Augmented reality is nothing but “a technology that superimposes a computer-generated image on a user's view of the real world, thus providing a composite view”. In other words, it is the integration of any real environment through virtual objects. It must not be confused with “augmented virtuality”, which occurs when objects or individuals appear on a virtual background and interact dynamically in real time (it is the case of the Kinect for Xbox 360) or with “virtual reality”: a different place where users are absorbed and completely estranged from the real world (for example, the Oculus Rift viewers).
The most talked AR device is Google Glass, a pair of eyeglasses with an optical head-mounted display that shows information and data within the user's vision field. It’s well-known: the product is having a difficult gestation and is struggling to take the final steps that could bring it to retail market, remaining halfway between a prototype for developers and an expensive hi-tech gadget. Its main competitor, Microsoft HoloLens, which makes use of holograms, has to face a similar issue. Its viewer, based on the Windows Holographic technology, has been designed in collaboration with the NASA. Finally, there is Sony SmartEyeglass, with a more basic design and features similar to Google Glass. Its lenses feature the Holographic Waveguide technology for displaying information.
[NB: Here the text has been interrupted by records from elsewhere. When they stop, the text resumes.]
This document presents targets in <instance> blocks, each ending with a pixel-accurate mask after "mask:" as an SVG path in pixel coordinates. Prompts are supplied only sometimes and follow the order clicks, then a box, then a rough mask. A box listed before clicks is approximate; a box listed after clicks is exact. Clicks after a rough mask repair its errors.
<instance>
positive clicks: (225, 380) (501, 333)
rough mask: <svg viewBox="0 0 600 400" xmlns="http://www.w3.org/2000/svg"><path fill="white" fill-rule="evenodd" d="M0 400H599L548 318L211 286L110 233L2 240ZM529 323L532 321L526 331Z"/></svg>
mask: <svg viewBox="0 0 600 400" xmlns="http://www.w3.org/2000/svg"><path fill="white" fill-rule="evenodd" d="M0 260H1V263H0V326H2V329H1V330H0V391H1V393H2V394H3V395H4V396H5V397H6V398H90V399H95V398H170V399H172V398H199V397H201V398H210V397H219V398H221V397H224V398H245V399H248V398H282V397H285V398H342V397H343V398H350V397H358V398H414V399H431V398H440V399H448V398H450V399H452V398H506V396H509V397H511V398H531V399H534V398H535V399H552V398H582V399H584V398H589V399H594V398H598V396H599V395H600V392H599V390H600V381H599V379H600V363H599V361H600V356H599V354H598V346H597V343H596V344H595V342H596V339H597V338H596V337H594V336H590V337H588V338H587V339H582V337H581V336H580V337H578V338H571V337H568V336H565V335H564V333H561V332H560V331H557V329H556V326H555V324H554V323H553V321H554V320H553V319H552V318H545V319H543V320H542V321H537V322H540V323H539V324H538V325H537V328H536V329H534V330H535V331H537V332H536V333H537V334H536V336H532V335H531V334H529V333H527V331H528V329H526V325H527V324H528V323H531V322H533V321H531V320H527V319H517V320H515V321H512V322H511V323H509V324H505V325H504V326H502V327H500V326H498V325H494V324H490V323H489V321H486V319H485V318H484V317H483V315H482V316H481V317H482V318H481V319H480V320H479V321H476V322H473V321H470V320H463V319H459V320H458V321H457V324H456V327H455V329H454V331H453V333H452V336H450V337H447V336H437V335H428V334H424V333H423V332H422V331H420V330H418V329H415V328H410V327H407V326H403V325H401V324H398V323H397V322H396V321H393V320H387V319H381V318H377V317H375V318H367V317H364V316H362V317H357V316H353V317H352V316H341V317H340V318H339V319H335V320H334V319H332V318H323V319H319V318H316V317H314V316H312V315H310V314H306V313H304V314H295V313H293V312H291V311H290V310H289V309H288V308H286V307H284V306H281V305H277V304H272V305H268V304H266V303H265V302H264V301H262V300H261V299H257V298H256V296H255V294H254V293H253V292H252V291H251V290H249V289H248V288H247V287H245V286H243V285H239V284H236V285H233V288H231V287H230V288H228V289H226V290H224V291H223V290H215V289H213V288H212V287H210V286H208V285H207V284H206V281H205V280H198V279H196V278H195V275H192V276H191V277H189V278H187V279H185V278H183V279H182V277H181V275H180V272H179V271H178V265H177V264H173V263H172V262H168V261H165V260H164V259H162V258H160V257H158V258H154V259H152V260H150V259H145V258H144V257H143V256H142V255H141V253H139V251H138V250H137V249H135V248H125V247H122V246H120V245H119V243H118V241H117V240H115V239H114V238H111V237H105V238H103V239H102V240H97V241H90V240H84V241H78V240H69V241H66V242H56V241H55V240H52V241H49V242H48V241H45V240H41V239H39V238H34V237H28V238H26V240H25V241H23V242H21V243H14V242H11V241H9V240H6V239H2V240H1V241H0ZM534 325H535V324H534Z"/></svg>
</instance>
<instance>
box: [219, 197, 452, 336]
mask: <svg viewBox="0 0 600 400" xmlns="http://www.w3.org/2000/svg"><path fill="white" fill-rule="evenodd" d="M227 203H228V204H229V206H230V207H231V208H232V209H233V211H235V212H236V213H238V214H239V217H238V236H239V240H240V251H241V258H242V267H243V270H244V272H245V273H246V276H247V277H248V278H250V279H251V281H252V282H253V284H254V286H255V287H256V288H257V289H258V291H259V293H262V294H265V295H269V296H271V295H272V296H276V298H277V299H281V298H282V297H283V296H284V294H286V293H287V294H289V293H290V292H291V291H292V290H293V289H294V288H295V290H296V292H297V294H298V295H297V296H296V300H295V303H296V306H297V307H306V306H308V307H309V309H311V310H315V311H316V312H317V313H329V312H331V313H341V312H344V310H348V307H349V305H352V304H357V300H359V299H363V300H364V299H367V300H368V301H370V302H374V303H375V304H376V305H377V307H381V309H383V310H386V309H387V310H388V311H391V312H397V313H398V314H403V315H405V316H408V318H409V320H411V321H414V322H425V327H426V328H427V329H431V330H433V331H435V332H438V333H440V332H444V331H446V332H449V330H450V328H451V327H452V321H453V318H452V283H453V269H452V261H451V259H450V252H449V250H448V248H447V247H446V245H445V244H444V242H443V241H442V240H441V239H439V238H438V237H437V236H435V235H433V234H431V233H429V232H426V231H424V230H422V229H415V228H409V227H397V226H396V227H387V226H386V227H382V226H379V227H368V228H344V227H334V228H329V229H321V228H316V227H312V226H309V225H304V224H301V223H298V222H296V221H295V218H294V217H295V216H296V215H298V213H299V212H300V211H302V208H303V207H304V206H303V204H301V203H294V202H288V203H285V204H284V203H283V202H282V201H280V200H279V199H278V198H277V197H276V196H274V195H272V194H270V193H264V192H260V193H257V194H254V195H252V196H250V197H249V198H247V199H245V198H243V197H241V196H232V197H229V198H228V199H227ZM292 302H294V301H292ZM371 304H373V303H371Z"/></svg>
But why are these innovative products struggling to reach the market? They are all experimental concepts, not yet well defined, as confirmed by the geek community that has been involved in the design phase to gather feedback.
However, the possible applications of these products are already before everyone’s eyes, especially with regard to the professional field: firefighters, airport traffic controllers but also the hospital staff, that will be able to see, for example, patients’ medical records without interrupting their activities. Google Glasses have been redefined just in this professional perspective. After the decision to end the Glass Explorer Program on January 1, 2015, in fact, Google Glass Enterprise Edition have been redesigned, adapting the apps for the productivity, with longer battery life, a new Intel processor, a support for Wi-Fi 5 GHz and a better streaming of contents.
Of course, the potential so far explored is just a small part of what AR can do, even for consumer market, who might like features such as the translation of signs and billboards in real time or the overlap of directions on the car’s windshield. And then there is of course the entertainment field: video games, like Pokemon Go or the most developed Ingress and, generally, all interactive games that locate virtual characters in real places. We must not forget that the success of AR, unlike the virtual reality and the traditional entertainment dimension, comes from a kind of formula that is different from fun in a strict sense (devertere, i.e. to go away from the world to have access, perhaps, to other worlds). Gaming is not a separated astonishing entity. It is the world we know with an unexpected element: a filter that gives us something more than the simple reality, starting from the same, familiar street glimpse.